Так Илия вдруг, в один момент увидел, — это когда он, наконец-то, за одним из столов, наткнулся на весьма достойный объект внимания, который вполне мог бы быть записан в список претенденток, — что рядом с ним идёт не только этот программист, а какой-то мужичок с ноготок, но при этом важный, преважный. А важности этому мужичку с ноготок придавал не по нынешним временам надетый на нём сюртук, ясно что из аглицкой ткани (откуда Илия это узнал, он ума приложить не мог), и висящая на жилетке золотая цепочка от карманных часов, которые были припрятаны в одном из кармашков на этой жилетке.

Ну и плюс ко всему этому деловому и по купечески оценочному ансамблю, крепкий такой, до основания взгляд на окружающий мир, говорящий всем вокруг, что ты меня, братец, уж точно не проведёшь, а вот я тебя, обязательно обойду в любом деле.

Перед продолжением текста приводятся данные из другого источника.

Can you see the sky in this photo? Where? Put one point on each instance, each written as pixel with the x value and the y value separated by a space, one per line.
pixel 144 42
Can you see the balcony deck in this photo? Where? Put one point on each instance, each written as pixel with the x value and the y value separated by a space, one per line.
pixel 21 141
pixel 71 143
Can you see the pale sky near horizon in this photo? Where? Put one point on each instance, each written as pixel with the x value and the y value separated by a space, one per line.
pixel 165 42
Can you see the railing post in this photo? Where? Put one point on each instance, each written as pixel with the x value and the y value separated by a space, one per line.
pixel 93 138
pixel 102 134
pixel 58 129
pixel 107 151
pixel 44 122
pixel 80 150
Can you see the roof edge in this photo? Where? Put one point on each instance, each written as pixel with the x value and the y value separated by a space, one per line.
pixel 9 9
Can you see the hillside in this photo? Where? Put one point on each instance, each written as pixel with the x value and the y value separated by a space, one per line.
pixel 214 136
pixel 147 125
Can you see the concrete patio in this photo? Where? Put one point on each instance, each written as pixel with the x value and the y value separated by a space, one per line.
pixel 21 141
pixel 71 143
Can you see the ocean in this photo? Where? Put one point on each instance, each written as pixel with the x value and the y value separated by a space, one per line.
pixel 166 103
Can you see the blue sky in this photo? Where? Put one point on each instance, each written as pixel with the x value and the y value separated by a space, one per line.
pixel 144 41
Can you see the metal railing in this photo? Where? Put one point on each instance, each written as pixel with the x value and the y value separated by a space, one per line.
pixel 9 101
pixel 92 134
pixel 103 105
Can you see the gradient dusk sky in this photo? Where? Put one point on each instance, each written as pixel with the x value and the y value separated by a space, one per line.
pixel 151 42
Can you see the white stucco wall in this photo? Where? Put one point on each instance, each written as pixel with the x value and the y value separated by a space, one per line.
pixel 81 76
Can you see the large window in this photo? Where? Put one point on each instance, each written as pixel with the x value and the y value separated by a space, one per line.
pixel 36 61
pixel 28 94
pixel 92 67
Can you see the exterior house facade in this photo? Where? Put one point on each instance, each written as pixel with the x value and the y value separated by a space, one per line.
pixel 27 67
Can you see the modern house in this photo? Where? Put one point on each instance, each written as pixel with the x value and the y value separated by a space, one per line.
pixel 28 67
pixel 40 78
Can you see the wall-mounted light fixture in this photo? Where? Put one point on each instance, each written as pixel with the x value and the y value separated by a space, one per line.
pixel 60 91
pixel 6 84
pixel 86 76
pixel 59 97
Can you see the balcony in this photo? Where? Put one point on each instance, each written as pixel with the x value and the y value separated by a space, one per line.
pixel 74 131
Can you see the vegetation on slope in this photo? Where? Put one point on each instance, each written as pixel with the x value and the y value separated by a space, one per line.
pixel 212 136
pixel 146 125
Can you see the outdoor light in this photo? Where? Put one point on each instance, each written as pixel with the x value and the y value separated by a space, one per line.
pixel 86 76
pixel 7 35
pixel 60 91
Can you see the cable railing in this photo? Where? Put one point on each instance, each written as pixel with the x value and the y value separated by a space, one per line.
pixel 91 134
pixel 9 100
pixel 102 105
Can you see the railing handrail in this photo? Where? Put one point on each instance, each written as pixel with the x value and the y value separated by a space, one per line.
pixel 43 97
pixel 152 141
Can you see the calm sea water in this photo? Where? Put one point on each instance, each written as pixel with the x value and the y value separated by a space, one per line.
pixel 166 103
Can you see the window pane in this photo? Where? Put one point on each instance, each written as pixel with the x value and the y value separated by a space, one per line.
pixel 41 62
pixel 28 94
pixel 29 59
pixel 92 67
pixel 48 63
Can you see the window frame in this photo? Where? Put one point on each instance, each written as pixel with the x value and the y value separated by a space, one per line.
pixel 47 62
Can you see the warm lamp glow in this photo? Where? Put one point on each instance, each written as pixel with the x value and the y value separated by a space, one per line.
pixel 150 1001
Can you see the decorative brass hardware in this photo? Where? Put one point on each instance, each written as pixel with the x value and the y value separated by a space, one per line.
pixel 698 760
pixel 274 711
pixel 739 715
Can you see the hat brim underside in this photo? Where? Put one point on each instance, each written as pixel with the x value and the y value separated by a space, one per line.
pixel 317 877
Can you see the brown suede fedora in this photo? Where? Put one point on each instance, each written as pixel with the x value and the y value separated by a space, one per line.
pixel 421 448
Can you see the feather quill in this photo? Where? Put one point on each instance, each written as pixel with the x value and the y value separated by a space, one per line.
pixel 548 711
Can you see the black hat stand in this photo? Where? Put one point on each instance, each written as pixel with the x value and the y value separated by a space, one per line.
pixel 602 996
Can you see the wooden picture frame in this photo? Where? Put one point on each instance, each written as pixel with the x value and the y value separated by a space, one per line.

Илия с некоторым недоумением посмотрел на этого купца по жизни, стоящего, как и должно деловому человеку, крепко на обеих своих ногах, засунув руки в карманы брюк и с прищуром делающим оценочный осмотр первой выбранной Илией претендентки, и хотел было поинтересоваться у этого Кузьмы Кузьмича, а как-то иначе, почему-то Илии решилось, его и не могут звать, а ты, собственно, кто такой и откуда тут взялся. Но скорей всего, ответ на этот вопрос Илии был очевиден не только для Кузьмы Кузьмича, но и для самого Илии.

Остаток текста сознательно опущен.